Facebook makes Foursquare irrelevant
Facebook, the world’s largest social network and platform was seen as lagging behind Geo Location earlier this year. Everyone’s favourite geo location darling was Foursquare who had a great idea. But that was it; all Foursquare had was a great idea. Foursquare has been unable to adapt and improve considerably since its launch. The idea of mayorships and points got stale quickly and the only thing that could have people sticking around is the idea of rewards. Unfortunately with slow approval times for businesses (some like Wild Peeta had it in a week, I had to wait 3-4 weeks) the service wasn’t quick enough and this definitely could have a thorn in its growth path. Some local businesses in the UAE did get specials onto Foursquare but that took a while too. This is a luxury Foursquare cannot afford since that is its main selling point. Even the newly international app SCVNGR (which I am super excited about) has challenges, treks and rewards going for which are a lot of fun, but faces stiff competition. Facebook however has the entire social element going to keep its huge user base busy while they roll our Places worldwide. In the mean time Facebook went ahead and launched Deals which added real utility to the location element. Facebook wins, even if it is in a few weeks/months of from today and Foursquare starts to become irrelevant.
Facebook wins by solving the Geo Networking fragmentation
By opening up access to the Read, Write and Search API to all applications, Facebook has essentially turned most Geo Networking applications into clients that use the Facebook Places service, assuming this is what they do and they would be stupid not to. You can now check in to Foursquare, tag your Facebook friends on it and your friend on Gowalla can see where you checked in. Of course Facebook wins and they do it by bringing the Geo Networking fragmentation at one locus point; Facebook Places.
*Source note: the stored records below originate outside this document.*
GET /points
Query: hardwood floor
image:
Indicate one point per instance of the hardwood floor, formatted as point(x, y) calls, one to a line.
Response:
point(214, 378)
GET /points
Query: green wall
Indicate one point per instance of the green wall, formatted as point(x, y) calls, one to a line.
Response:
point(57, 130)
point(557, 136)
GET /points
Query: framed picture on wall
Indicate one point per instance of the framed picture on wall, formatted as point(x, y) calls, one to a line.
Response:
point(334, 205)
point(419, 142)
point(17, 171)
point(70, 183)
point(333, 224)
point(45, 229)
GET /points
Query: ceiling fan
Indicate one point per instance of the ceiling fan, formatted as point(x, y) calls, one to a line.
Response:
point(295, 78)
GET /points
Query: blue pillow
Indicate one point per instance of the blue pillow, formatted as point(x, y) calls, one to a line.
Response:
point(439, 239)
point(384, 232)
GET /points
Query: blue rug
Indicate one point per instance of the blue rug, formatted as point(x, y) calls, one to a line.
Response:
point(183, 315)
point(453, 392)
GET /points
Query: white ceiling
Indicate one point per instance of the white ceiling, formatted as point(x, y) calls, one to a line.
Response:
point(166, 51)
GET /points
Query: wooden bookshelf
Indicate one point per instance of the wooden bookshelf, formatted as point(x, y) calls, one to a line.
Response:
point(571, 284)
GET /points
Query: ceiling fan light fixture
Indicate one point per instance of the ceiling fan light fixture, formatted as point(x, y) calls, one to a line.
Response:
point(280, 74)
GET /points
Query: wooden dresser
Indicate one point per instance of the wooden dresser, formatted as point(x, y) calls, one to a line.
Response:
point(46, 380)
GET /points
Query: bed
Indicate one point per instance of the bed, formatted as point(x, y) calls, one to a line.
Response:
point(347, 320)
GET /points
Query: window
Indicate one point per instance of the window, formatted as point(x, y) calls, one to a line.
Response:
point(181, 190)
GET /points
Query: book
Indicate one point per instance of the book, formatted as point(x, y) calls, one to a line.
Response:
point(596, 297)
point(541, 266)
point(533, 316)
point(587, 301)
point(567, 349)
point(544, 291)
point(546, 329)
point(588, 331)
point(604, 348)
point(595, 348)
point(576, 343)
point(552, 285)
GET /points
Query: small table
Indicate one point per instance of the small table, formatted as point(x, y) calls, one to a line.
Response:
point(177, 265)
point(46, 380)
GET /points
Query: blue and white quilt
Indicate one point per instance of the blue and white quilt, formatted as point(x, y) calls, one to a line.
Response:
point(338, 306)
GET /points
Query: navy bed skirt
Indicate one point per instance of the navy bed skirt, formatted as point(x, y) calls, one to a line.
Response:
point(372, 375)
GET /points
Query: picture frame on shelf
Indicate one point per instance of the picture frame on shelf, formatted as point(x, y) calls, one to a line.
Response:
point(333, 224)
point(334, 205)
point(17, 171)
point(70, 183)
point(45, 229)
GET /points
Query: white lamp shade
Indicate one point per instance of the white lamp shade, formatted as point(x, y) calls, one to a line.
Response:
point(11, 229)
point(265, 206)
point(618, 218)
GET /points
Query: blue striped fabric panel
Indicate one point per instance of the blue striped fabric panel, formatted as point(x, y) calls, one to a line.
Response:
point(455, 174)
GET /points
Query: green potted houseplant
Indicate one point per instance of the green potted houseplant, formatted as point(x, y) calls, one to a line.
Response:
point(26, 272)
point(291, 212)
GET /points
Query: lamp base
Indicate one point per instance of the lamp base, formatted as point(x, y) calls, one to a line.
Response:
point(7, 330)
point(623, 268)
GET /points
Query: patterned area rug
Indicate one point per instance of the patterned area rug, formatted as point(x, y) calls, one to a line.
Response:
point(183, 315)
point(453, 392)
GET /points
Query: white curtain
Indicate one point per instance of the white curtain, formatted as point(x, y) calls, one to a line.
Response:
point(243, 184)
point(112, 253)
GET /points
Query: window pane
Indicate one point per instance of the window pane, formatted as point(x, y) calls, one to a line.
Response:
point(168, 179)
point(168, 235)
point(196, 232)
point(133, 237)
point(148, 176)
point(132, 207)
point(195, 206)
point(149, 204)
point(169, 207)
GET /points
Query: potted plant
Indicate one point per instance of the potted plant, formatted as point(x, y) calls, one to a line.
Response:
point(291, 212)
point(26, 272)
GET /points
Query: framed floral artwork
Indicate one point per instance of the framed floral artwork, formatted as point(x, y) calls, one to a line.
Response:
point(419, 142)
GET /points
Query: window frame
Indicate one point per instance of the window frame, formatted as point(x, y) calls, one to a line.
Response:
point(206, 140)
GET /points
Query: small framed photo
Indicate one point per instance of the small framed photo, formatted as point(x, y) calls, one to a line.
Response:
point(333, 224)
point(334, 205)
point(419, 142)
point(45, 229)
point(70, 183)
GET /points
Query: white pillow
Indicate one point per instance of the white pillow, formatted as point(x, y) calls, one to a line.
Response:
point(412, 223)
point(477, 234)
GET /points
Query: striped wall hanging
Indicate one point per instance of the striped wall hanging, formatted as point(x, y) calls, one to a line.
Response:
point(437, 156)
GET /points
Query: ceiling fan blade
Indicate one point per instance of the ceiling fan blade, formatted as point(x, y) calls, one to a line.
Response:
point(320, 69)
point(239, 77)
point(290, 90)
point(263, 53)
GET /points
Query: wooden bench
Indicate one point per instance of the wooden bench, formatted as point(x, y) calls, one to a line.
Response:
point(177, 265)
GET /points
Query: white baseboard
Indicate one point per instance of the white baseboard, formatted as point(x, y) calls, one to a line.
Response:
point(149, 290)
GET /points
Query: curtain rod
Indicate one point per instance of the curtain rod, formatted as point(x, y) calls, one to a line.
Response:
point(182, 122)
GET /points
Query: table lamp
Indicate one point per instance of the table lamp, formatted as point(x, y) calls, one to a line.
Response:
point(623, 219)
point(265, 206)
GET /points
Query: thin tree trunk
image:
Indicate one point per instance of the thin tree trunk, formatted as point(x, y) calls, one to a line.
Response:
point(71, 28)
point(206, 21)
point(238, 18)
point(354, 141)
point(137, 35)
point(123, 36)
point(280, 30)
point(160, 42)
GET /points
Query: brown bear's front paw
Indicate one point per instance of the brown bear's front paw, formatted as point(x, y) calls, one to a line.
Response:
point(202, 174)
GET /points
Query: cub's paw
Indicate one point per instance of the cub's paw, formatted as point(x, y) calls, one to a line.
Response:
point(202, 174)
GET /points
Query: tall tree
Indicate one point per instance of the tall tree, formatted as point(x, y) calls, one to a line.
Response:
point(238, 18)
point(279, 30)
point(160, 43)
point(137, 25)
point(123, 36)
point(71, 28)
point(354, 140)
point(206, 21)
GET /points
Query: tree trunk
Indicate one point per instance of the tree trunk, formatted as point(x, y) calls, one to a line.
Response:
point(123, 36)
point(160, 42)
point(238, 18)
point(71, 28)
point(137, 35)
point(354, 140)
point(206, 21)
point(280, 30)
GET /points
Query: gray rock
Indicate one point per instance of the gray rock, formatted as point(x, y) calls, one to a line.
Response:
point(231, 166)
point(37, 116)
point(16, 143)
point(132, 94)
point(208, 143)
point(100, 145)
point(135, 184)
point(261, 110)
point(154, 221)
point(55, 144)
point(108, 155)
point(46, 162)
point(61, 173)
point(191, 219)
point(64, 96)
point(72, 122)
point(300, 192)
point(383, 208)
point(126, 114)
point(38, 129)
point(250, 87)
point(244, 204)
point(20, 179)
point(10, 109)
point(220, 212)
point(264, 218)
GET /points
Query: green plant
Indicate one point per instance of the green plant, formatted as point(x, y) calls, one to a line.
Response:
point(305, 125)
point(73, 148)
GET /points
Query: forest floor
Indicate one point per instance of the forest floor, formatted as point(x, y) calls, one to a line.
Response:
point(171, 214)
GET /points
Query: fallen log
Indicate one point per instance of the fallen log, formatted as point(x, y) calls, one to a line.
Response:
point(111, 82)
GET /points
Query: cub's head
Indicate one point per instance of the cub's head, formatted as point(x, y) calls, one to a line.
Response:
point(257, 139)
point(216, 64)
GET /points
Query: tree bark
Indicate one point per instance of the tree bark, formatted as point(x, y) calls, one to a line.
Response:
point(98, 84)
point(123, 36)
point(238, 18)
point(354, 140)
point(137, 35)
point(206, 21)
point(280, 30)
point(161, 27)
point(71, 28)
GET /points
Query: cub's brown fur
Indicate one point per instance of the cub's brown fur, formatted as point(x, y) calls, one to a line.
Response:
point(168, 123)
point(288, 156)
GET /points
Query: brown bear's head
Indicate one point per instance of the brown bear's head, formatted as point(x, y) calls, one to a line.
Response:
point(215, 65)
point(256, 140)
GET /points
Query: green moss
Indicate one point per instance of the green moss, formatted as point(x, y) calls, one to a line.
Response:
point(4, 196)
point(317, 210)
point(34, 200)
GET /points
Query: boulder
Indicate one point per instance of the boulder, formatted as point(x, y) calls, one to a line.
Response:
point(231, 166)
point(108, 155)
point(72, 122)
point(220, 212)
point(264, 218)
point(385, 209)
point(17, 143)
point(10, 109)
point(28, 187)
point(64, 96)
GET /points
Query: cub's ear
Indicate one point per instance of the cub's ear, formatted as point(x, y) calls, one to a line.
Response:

Mobile! Social! Local! Mobile! Social! Local!
These are three words Eric Tseng, Head of Mobile repeated a few times and for good reason too. Facebook has more than tripled its mobile userbase from around 65 million this time last year to about 200 million yesterday. If that won’t make you a believer in mobile than not much else will. Mobile by its very essence is local and the growing numbers point people want to be social, locally. Businesses that understand and adapt to this will succeed. Groupon is a business that gets it; they’re local by nature, social by strategy and now increasingly mobile thanks to Facebook.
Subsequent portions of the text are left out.